4. Dalam UU No. 13 tahun 2016 pasal 9 mengenai Invstasi, tidak semua invensi dapat
dilindungi Paten. Hanya invensi yang memenuhi syarat yang dapat dimintakan
perlindungan Paten. Agar mendapatkan perlindungan paten, suatu invensi harus
memenuhi persyaratan sebagaimana diatur dalam Pasal 3 ayat (1) tahun 2016 tentang
Paten, yaitu: 
1. Invensi yang baru; Invensi yang baru bukanlah dari tidak ada menjadi ada, akan
tetapi jika pada tanggal Penerimaan, invensi tersebut tidak sama dengan teknologi
yang telah pernah diungkap atau didaftarkan sebelumnya.
2. Mengandung langkah inventif; Invensi mengandung langkah inventif jika Invensi
tersebut bagi seseorang yang mempunyai keahlian tertentu di bidang teknik
merupakan hal yang tidak dapat diduga sebelumnya.

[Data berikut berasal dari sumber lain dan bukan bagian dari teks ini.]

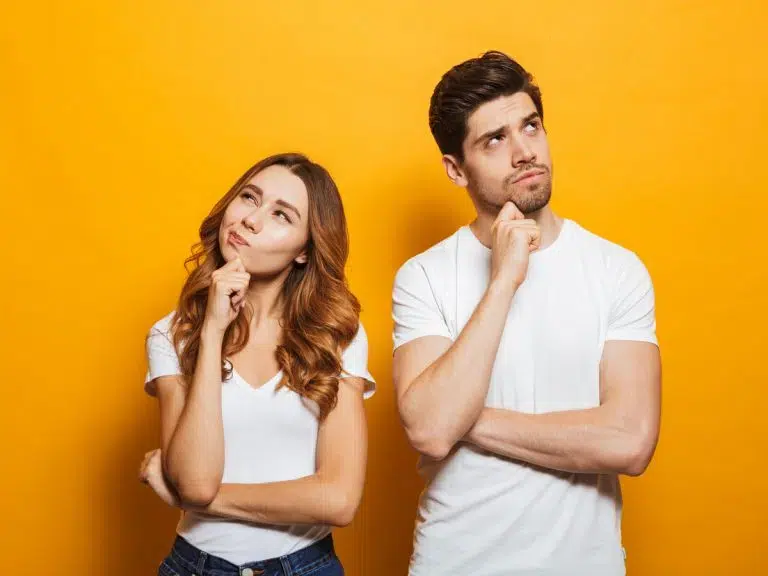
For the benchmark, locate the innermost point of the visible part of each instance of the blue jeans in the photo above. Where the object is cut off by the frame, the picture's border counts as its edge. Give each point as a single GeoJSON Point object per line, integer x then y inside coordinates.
{"type": "Point", "coordinates": [319, 559]}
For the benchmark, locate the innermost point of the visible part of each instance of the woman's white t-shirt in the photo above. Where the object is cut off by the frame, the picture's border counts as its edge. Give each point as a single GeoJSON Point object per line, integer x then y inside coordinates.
{"type": "Point", "coordinates": [270, 435]}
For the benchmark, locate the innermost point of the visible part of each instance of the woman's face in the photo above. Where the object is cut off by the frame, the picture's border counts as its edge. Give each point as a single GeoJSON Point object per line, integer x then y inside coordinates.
{"type": "Point", "coordinates": [266, 225]}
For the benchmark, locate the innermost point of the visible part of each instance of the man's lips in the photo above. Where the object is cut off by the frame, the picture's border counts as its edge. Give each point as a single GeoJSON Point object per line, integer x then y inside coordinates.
{"type": "Point", "coordinates": [528, 175]}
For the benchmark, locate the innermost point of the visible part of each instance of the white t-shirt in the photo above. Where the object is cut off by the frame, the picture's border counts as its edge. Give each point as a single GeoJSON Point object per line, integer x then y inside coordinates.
{"type": "Point", "coordinates": [487, 515]}
{"type": "Point", "coordinates": [270, 435]}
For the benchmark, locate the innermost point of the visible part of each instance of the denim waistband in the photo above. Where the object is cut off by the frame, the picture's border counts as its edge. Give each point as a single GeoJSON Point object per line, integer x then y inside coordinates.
{"type": "Point", "coordinates": [293, 564]}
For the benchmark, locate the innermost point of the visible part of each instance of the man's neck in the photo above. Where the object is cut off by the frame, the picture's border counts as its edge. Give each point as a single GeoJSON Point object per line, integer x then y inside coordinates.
{"type": "Point", "coordinates": [549, 223]}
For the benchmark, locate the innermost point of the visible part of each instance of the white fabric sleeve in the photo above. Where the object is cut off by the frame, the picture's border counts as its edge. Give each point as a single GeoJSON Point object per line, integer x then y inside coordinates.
{"type": "Point", "coordinates": [414, 306]}
{"type": "Point", "coordinates": [633, 314]}
{"type": "Point", "coordinates": [161, 355]}
{"type": "Point", "coordinates": [355, 361]}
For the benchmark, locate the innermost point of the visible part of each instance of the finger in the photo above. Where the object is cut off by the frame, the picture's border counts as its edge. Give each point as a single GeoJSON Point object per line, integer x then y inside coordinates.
{"type": "Point", "coordinates": [239, 266]}
{"type": "Point", "coordinates": [510, 212]}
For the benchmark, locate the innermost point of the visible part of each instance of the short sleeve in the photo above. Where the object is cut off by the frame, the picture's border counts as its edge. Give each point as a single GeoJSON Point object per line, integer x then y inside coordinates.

3. Dapat diterapkan dalam industri.Invensi dapat diterapkan dalam industri jika
Invensi tersebut dapat dilaksanakan dalam industri sebagaimana diuraikan dalam
Permohonan. Invensi berupa produk yang dapat diterapkan dalam industri harus
mampu dibuat secara berulang-ulang dengan kualitas yang sama, sedangkan jika
Invensi berupa proses maka proses tersebut harus mampu dijalankan atau
digunakan dalam praktik.
5. Pasal-pasal dalam undang-undang yang mengatur hak cipta yang terkait secara langsung
dengan perlindungan terhadap hak cipta website. UU yang mengatur mengenai hak cipta
dengan perlindungan terhadap hak cipta website adalah Undang-undang nomor 19 tahun
2002 tentang Hak Cipta melindungi secara otomatis tanpa harus mendaftar ke Direktorat
Jenderal Hak Kekayaan Intelektual (Ditjen HKI), baik desain website maupun isi
(konten) website, dari publikasi dan perbanyakan (copying) oleh pihak lain tanpa izin
pemilik hak cipta-nya yang sah. Perlindungan hak cipta diperoleh pencipta sepanjang
desain dan konten website tersebut merupakan hasil karya sendiri yang original. Untuk
hukumnya apabila kita mengcopy isi dari halaman website tersebut untuk kepentingan
sendiri harus mencantumkan sumbernya agar tidak terjadi plagiasi. Yang mana apabila
kita menyantumkan sumbernya sama saja kita juga menghargai pembuat cipta dan tidak
melanggar hak cipta. Adapun, ancaman pidana penjara dan/atau pidana denda atas
pelanggaran tersebut diatur dalam Pasal 113 UUHC, yang selengkapnya berbunyi:
1. Setiap Orang yang dengan tanpa hak melakukan pelanggaran hak ekonomi
sebagaimana dimaksud dalam Pasal 9 ayat (1) huruf i untuk Penggunaan Secara
Komersial dipidana dengan pidana penjara paling lama 1 tahun dan/atau pidana
denda paling banyak Rp100 juta.
2. Setiap Orang yang dengan tanpa hak dan/atau tanpa izin Pencipta atau pemegang
Hak Cipta melakukan pelanggaran hak ekonomi Pencipta sebagaimana dimaksud
dalam Pasal 9 ayat (1) huruf c, huruf d, huruf f, dan/atau huruf h untuk
Penggunaan Secara Komersial dipidana dengan pidana penjara paling lama 3
tahun dan/atau pidana denda paling banyak Rp500 juta.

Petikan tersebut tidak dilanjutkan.